Historical author Jesi Bender chats with me today about her new experimental historical novel, Child of Light.
Bio:
Jesi Bender is an artist from Upstate New York. She is the author of the novel Child of Light (Whiskey Tit), the chapbook Dangerous Women (dancing girl press), the play Kinderkrankenhaus (Sagging Meniscus), and the novel The Book of the Last Word (Whiskey Tit). Her shorter work has appeared in Vol. 1 Brooklyn, Denver Quarterly, FENCE, and Sleepingfish, among others. The Brooklyn production of Kinderkrankenhaus was a top-three finalist for the BroadwayWorld’s Best Off-Broadway Play 2023. She also runs KERNPUNKT Press, a home for experimental work.
Welcome, Jesi. Please tell us about your current release.
Child of Light is experimental historical fiction and a queer Electra myth that explores the intersection of spiritualism and electricity from the perspective of a 13-year-old girl, Ambrétte Memenon. Set in Upstate New York in 1896, Ambrétte is drawn into a deep abyss of the unknown as she learns more about both death and the invisible pulse of the spirit.
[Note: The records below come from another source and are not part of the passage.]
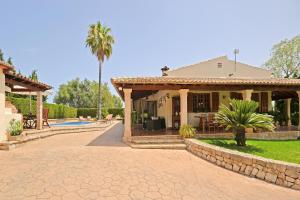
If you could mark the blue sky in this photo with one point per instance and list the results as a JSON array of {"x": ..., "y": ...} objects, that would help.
[{"x": 49, "y": 35}]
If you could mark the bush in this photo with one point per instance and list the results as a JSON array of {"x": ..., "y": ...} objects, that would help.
[
  {"x": 15, "y": 127},
  {"x": 187, "y": 131},
  {"x": 56, "y": 111},
  {"x": 93, "y": 112}
]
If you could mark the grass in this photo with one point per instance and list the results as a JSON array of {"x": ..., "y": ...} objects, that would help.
[{"x": 288, "y": 150}]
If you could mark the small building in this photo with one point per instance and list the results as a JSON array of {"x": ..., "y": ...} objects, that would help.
[
  {"x": 180, "y": 95},
  {"x": 16, "y": 83}
]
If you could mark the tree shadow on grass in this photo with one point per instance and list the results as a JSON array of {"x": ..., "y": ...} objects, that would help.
[{"x": 232, "y": 145}]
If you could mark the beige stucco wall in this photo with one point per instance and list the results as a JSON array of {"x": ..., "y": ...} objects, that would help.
[
  {"x": 2, "y": 107},
  {"x": 210, "y": 69}
]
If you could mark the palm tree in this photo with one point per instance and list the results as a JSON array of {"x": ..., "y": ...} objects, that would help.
[
  {"x": 240, "y": 115},
  {"x": 100, "y": 42}
]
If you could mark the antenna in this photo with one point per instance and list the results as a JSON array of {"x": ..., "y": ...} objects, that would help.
[{"x": 235, "y": 51}]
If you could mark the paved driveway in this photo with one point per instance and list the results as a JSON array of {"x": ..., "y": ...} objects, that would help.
[{"x": 95, "y": 166}]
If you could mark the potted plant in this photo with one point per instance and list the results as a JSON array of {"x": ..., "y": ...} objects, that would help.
[
  {"x": 240, "y": 115},
  {"x": 187, "y": 131},
  {"x": 14, "y": 131}
]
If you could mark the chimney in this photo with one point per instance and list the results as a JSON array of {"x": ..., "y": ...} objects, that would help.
[{"x": 164, "y": 70}]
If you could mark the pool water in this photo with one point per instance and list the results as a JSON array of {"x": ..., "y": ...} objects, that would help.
[{"x": 71, "y": 124}]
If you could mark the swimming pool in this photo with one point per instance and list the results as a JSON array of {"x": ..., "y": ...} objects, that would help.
[{"x": 71, "y": 124}]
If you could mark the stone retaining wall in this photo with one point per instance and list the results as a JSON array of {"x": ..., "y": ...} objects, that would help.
[
  {"x": 277, "y": 172},
  {"x": 289, "y": 135}
]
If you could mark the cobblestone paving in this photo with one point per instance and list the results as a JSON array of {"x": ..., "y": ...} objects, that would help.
[{"x": 73, "y": 167}]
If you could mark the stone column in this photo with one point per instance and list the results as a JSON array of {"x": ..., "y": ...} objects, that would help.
[
  {"x": 183, "y": 106},
  {"x": 127, "y": 114},
  {"x": 247, "y": 95},
  {"x": 39, "y": 110},
  {"x": 288, "y": 111},
  {"x": 270, "y": 101},
  {"x": 2, "y": 107},
  {"x": 298, "y": 92}
]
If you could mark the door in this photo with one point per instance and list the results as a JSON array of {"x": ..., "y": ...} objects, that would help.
[{"x": 176, "y": 112}]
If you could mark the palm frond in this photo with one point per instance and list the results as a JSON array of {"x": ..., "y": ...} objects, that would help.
[{"x": 242, "y": 114}]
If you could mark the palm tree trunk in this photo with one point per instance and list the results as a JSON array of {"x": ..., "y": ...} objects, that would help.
[
  {"x": 99, "y": 92},
  {"x": 240, "y": 137}
]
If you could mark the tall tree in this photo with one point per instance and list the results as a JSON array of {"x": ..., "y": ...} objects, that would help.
[
  {"x": 1, "y": 55},
  {"x": 285, "y": 58},
  {"x": 100, "y": 42}
]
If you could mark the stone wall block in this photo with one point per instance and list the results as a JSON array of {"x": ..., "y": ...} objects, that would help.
[
  {"x": 254, "y": 172},
  {"x": 271, "y": 177},
  {"x": 292, "y": 173},
  {"x": 248, "y": 170},
  {"x": 278, "y": 172},
  {"x": 261, "y": 175}
]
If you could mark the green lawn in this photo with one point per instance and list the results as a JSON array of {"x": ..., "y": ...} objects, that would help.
[{"x": 288, "y": 150}]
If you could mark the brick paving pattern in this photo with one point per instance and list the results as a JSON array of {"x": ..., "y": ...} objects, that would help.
[{"x": 96, "y": 166}]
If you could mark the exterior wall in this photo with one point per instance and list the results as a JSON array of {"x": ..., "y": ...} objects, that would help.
[
  {"x": 2, "y": 107},
  {"x": 210, "y": 69},
  {"x": 277, "y": 172}
]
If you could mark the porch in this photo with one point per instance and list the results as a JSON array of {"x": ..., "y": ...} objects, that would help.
[{"x": 185, "y": 101}]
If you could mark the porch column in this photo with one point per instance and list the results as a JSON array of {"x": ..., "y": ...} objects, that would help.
[
  {"x": 298, "y": 92},
  {"x": 39, "y": 110},
  {"x": 127, "y": 115},
  {"x": 288, "y": 110},
  {"x": 247, "y": 95},
  {"x": 183, "y": 106},
  {"x": 2, "y": 107}
]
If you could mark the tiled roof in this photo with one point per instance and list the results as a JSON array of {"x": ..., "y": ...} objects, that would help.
[{"x": 208, "y": 81}]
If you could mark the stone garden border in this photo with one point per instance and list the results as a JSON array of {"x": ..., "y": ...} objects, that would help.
[{"x": 273, "y": 171}]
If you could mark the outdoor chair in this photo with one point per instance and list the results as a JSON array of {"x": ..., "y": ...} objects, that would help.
[
  {"x": 45, "y": 117},
  {"x": 211, "y": 123}
]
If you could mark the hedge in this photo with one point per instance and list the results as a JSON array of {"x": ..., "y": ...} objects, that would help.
[
  {"x": 56, "y": 111},
  {"x": 93, "y": 112}
]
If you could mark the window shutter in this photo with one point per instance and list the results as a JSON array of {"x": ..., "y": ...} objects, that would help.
[
  {"x": 190, "y": 102},
  {"x": 215, "y": 101},
  {"x": 264, "y": 102},
  {"x": 255, "y": 97}
]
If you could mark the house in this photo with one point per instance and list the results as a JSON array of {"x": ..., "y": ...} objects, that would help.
[
  {"x": 180, "y": 95},
  {"x": 11, "y": 82}
]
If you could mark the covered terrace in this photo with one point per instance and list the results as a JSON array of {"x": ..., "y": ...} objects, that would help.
[
  {"x": 16, "y": 83},
  {"x": 163, "y": 91}
]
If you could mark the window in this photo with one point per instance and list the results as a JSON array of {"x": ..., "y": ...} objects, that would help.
[{"x": 201, "y": 102}]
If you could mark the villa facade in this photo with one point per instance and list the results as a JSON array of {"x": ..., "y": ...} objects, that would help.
[{"x": 180, "y": 95}]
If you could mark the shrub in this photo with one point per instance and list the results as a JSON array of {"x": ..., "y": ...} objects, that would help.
[
  {"x": 15, "y": 127},
  {"x": 116, "y": 111},
  {"x": 187, "y": 131},
  {"x": 56, "y": 111}
]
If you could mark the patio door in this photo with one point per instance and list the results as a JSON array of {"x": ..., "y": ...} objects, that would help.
[{"x": 176, "y": 112}]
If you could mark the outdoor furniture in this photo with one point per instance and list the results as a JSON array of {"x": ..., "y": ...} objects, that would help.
[
  {"x": 45, "y": 117},
  {"x": 155, "y": 124},
  {"x": 29, "y": 121}
]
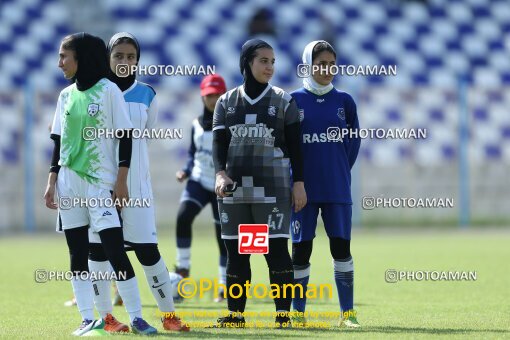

What inspired you to write this book?
The origin for this whole story is a house on Genesee Street in Utica, NY that I love—a red brick, Romanesque Victorian with a huge turret and stained glass windows. I’d drive by ‘my house’ and marvel at it and knew I wanted to have a story centered around this beautiful but austere home. I love Utica, partly because it feels so haunted by its past with these looming relics of prosperity while many people today are struggling. As I did research about the house and the local history of Utica, I became really interested in the dichotomy between the surge of spiritualism and alternative spirituality happening across Central New York’s “Burned-over District” and the huge scientific advancements happening, most notably in electrical engineering and domestic lighting. These two elements seemed to be both opposites and yet somehow related, so I wanted to explore that further by having the protagonist’s mother embody Spiritualism and father embody electricity. So, Child of Light became a story about the tension and symbiosis inherent in the dualities of wealth and poverty, men and women, soul and mind, social mores and rebellion.
Excerpt from Child of Light:
Like raindrops caught in a spider’s web, a sheet of nebulous eyes keeps watch over the current that runs underneath the burned-over district, between Albany and the new Jerusalem in the West where lakes form fingers to hold that holy place aloft. It comes from within the earth, this pulsing, and the creatures conscious of its steady thrumming, though camouflaged by verdure or shadow or deep brown loam, maintain a constant vigilance.
Almost exactly halfway between these anchoring points is a small city whose native people originally gave it a name that meant ‘around the hill’. Now it is called Utica, after the ancient Phoenician city that married the Straits of Gibraltar to the Atlantic Ocean. Formed at the base of the Adirondack Mountains, Utica-around-the-hill grew from the marshy banks of the Mohawk River, a coulee that dips deep into the beating heart of an unseen power.
Power. Energy. The light that sparks a shower of tiny crystals. Electricity is often thought of as having been invented—but, of course, it wasn’t. It has existed as long as life itself. And, like life, we can only begin to imagine its beginning or predict its end. In the beginning was the word…
What exciting project are you working on next?
I’m wrapping up a folk horror novel about Grace Brown and starting research on a new work about the ‘Wobblies’, the Industrial Workers of the World (IWW).
When did you first consider yourself a writer?
I’ve always been a reader and fell in love with many books throughout my childhood. But I started writing poetry seriously in college. Holding a print copy of the (now defunct) undergraduate poetry journal with my angry young girl poems about G-d and longing felt very ‘real’.
Do you write full-time? If so, what’s your workday like? If not, what do you do other than write and how do you find time to write?
I do not write full-time. I have been a librarian for over a decade and currently work in library IT, managing a group of developers who maintain our discovery system, websites, and other digital projects. I’m also a mom. So, I find time to write ‘in between’ everything – I’m not sure exactly how it happens. It’s always a small miracle to have sustained time to focus on writing. The one thing that helps me is that I am constantly ruminating on the story and on language, even when I’m unable to be write.

What would you say is your interesting writing quirk?
I do throw around a lot of dashes (-) and am still holding strong on to the double space.
As a child, what did you want to be when you grew up?
I wanted to be a cartoonist, because I liked to write and draw and I wanted to be funny. However, as I got older, I realized that I am very rarely funny on purpose, so I took a sharp turn towards death and sadness in my art.
Anything additional you want to share with the readers?
I am happy to talk to anyone about this project – you can contact me via my website. I’m trying to bring some experiments in form to the historical fiction folks and some history to the experimental folks. All of this is in the hope that we can be less rigid with writing ‘rules’ and embrace writing as an art form as equally as we’re willing to embrace it as a craft.